Cumhurbaşkanı Sayın Erdoğan’ın da çeşitli zamanlarda ve farklı platformlarda, “Terörün dini olmaz. Terör ve şiddet sorunu bugün İslam dünyasının en büyük meselelerinden biridir. Bu terör örgütlerinin tüm zulümleri Müslümanlaradır. Geçmişte El-Kaide, şimdi ise Deaş bu kirli gayeye hizmet ediyor”, gibi açıklamaları konunun ülkemiz ve İslam dini için ne kadar önemli olduğunu ortaya koymaktadır. Son olarak, Almanya Başbakanı Merkel’in resmi ziyarette kullandığı kavramları düzeltmiş, bu iki kavramın birlikte kullanılmaması gerektiği yönünde tüm Dünya’ya açık bir mesaj iletmiştir.
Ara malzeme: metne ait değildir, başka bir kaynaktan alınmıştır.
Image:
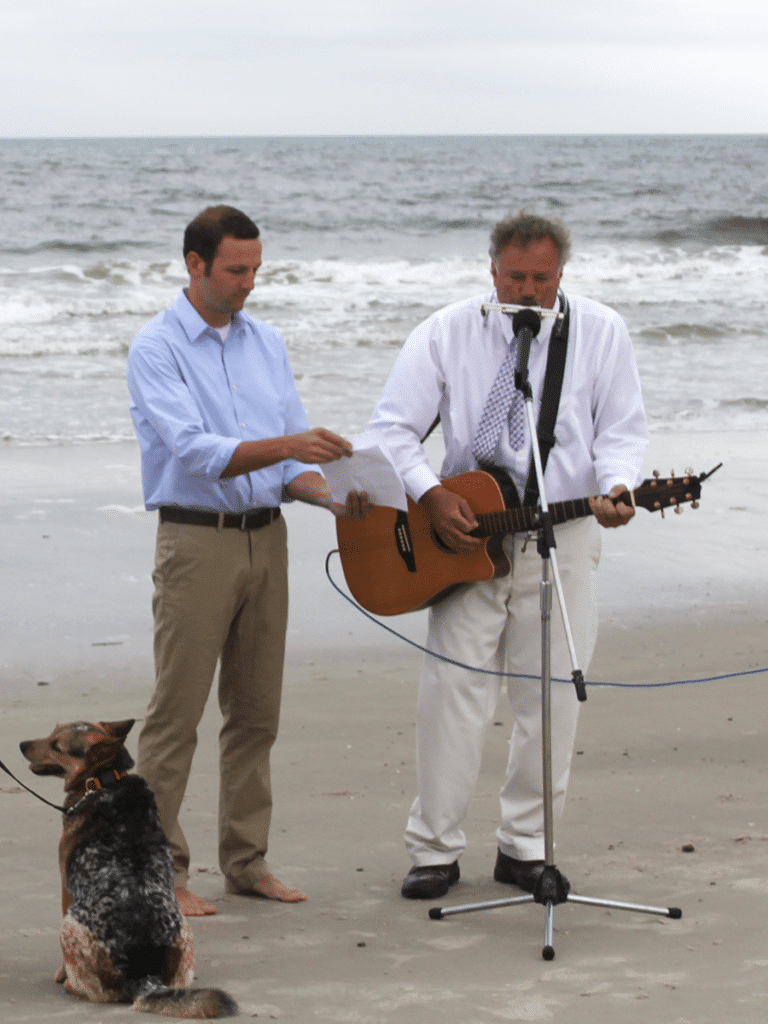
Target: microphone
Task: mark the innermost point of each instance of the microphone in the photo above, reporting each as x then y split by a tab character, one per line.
525	325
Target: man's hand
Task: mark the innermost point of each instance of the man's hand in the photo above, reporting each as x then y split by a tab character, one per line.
608	514
452	518
311	487
356	507
317	445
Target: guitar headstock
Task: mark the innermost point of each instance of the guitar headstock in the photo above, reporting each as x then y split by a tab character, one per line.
659	493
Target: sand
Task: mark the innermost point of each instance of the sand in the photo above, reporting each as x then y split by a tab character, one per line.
656	770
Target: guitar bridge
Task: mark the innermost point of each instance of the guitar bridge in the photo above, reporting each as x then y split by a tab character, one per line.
403	542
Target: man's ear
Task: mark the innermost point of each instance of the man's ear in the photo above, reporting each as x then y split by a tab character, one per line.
196	264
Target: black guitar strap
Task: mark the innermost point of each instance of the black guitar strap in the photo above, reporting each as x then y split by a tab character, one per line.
553	379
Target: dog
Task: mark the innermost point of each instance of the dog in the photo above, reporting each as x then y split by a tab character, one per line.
124	938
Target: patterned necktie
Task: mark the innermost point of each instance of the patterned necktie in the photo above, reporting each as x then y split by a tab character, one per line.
504	401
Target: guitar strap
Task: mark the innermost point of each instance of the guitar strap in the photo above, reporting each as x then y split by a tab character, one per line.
553	379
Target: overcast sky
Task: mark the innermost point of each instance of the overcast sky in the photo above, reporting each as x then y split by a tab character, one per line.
90	68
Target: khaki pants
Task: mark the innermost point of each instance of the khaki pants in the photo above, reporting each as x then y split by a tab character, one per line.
218	594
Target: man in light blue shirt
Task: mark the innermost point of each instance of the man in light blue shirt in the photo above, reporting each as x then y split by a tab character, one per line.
224	438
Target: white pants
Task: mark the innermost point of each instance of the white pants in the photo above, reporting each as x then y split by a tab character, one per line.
497	626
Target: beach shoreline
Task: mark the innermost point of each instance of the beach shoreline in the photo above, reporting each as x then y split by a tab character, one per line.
655	770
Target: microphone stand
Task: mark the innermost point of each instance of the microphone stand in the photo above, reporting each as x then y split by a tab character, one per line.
552	887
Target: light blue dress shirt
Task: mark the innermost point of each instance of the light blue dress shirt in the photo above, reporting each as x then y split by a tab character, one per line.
196	397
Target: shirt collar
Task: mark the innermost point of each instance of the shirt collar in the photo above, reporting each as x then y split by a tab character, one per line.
194	325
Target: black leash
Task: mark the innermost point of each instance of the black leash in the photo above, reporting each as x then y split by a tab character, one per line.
9	772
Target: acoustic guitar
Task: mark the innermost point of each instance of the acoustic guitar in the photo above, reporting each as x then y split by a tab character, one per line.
393	561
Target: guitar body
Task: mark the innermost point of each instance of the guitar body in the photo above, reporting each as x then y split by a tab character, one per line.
394	563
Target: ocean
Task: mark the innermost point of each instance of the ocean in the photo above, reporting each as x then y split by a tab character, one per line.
366	237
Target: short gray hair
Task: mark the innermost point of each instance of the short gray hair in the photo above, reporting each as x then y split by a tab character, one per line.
523	227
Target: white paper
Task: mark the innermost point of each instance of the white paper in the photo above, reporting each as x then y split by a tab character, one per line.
370	469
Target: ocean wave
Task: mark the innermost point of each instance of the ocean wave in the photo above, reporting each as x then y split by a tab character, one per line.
734	230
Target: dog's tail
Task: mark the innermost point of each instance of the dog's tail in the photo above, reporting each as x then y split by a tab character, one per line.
152	996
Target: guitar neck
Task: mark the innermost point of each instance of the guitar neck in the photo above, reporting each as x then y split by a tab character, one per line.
520	520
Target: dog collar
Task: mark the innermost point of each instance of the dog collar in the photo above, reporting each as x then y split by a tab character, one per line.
107	780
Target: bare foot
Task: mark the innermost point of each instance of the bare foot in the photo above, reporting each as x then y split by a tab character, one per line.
192	905
272	889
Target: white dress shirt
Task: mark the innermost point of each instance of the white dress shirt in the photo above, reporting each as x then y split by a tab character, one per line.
449	365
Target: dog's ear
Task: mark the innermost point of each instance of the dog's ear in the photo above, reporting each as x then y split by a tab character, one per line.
118	729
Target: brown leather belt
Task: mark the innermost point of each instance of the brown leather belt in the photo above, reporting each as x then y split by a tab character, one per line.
193	517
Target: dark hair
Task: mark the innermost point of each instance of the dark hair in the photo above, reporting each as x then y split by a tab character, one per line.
204	235
521	228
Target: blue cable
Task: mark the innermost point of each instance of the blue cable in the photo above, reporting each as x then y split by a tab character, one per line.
519	675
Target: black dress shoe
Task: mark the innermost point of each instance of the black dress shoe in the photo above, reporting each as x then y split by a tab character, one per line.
523	873
429	882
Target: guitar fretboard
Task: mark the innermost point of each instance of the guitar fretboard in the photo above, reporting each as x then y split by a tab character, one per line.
521	519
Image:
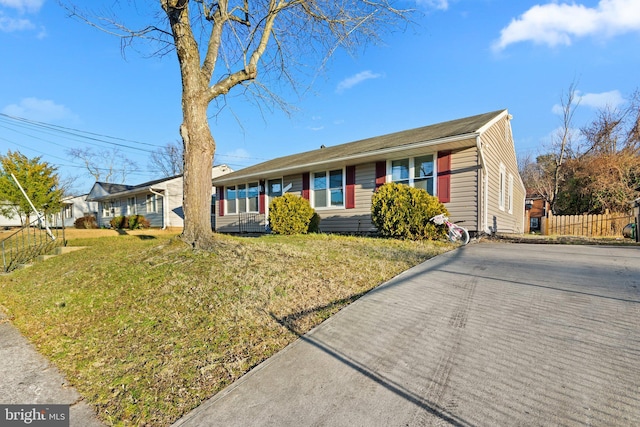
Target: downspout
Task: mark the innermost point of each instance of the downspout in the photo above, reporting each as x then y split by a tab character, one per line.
165	216
485	190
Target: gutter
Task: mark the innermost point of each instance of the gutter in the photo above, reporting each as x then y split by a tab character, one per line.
484	217
165	217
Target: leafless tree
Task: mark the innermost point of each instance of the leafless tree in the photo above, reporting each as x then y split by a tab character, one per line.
230	43
104	165
168	159
561	143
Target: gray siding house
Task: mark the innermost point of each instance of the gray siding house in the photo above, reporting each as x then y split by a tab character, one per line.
159	201
469	164
73	207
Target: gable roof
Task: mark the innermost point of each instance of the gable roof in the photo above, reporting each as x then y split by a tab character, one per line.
105	190
454	130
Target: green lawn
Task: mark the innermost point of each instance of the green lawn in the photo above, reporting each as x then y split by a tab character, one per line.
146	328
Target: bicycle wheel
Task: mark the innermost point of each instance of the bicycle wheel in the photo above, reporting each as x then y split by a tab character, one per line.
459	235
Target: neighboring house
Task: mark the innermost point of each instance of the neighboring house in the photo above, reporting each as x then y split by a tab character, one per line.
536	208
469	164
159	201
74	207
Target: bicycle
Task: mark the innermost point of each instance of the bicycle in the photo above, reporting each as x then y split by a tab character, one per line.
456	233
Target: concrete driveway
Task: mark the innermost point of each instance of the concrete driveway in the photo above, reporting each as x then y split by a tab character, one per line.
492	334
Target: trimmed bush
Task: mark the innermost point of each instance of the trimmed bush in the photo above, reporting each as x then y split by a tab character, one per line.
118	222
132	222
403	212
291	214
86	222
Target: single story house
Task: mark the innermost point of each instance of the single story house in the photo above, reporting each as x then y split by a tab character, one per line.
159	201
536	209
73	207
469	164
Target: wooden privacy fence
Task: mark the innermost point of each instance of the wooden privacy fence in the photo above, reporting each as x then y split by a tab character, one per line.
604	225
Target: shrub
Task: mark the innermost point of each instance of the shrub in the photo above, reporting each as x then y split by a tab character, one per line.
290	214
137	221
131	222
86	222
403	212
314	224
117	222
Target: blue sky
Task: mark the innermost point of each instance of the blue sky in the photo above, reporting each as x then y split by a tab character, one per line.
460	58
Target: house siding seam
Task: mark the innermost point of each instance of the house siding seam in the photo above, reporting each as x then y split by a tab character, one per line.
499	149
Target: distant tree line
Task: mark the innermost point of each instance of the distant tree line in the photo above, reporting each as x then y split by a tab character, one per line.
593	169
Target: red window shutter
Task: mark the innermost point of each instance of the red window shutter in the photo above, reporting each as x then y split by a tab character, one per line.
305	185
261	199
381	173
350	201
444	176
220	191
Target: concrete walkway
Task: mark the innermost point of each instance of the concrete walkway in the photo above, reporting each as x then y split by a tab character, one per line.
27	378
490	334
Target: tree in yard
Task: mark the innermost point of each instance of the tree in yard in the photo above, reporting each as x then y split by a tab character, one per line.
168	159
38	179
561	143
226	44
104	165
600	174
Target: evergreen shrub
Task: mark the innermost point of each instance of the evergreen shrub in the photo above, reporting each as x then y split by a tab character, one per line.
290	214
86	222
403	212
131	222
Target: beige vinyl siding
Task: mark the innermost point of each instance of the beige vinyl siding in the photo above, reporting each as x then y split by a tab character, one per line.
358	219
463	206
499	150
173	196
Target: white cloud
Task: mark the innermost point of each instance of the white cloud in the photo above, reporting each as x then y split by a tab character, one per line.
30	6
41	110
8	25
611	99
356	79
434	4
556	24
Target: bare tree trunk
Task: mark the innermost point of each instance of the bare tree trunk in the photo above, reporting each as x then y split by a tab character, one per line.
199	147
563	141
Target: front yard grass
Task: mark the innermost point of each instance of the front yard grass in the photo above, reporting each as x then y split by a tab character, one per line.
146	328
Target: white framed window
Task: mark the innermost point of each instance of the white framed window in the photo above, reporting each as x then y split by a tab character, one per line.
68	211
108	209
510	202
152	203
416	172
242	198
502	187
231	198
274	187
327	188
131	206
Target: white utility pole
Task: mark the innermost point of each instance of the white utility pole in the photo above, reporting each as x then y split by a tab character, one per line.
40	216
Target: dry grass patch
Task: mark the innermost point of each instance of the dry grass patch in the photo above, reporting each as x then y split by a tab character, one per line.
146	328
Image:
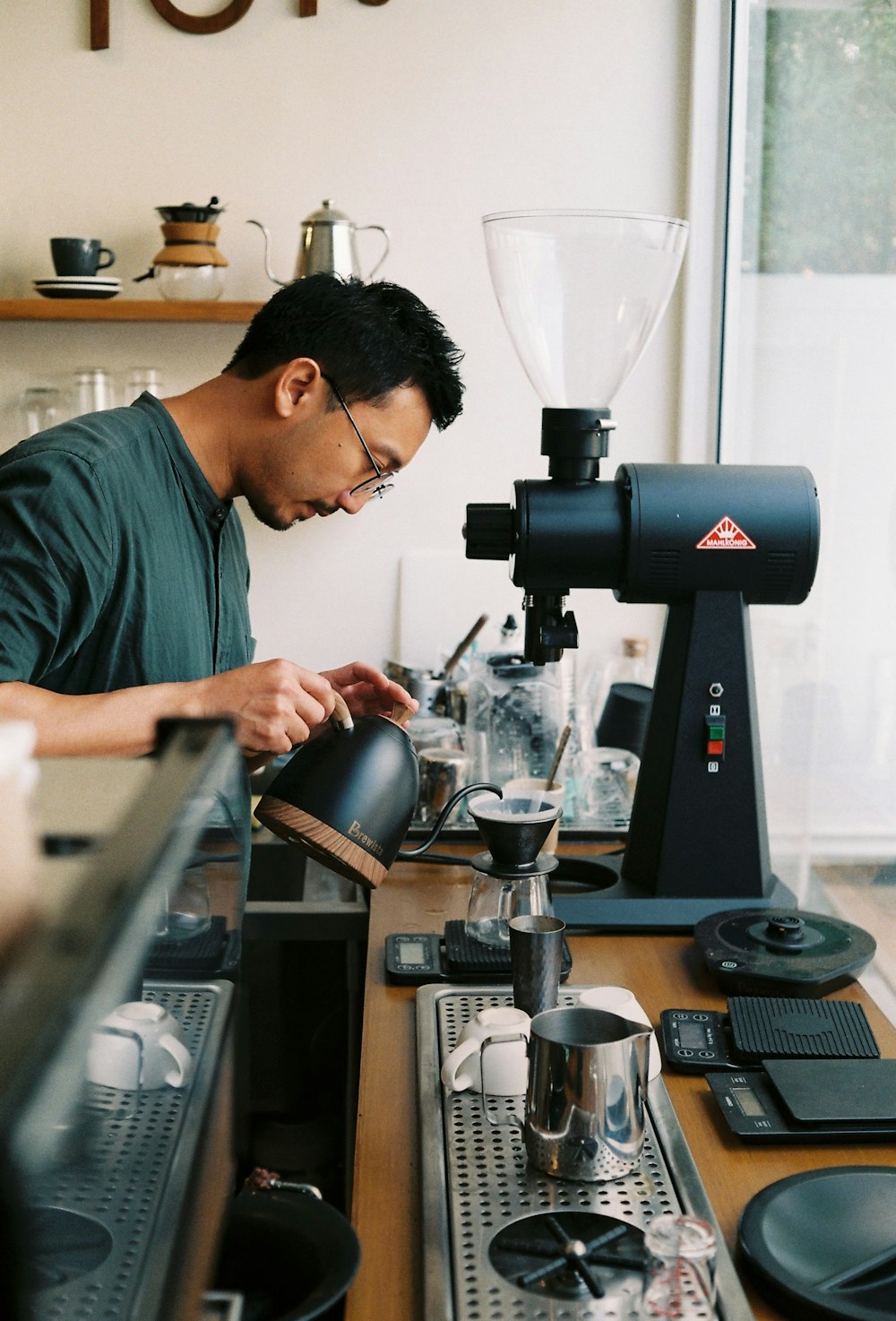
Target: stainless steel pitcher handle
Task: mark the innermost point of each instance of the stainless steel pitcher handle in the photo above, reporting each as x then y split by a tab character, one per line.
384	253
Terör’ün her çeşidiyle başarılı bir şekilde mücadele eden Türkiye Cumhuriyeti’nin terörle mücadele kapsamında gösterdiği faaliyetler, bu işe ne kadar önem verdiğini göstermektedir. Özellikle, Deaş’a karşı yurt içi ve yurt dışında yürütülen güvenlik operasyonları, yabancı terörist savaşçılarla mücadele, finans kaynaklarının kurutulması ve uluslararası koalisyona destek başlıkları altında en etkili mücadeleyi yapan Türkiye Cumhuriyeti İslam dinine en çok zarar veren bu tür terör örgütleriyle mücadelesine devam edecektir.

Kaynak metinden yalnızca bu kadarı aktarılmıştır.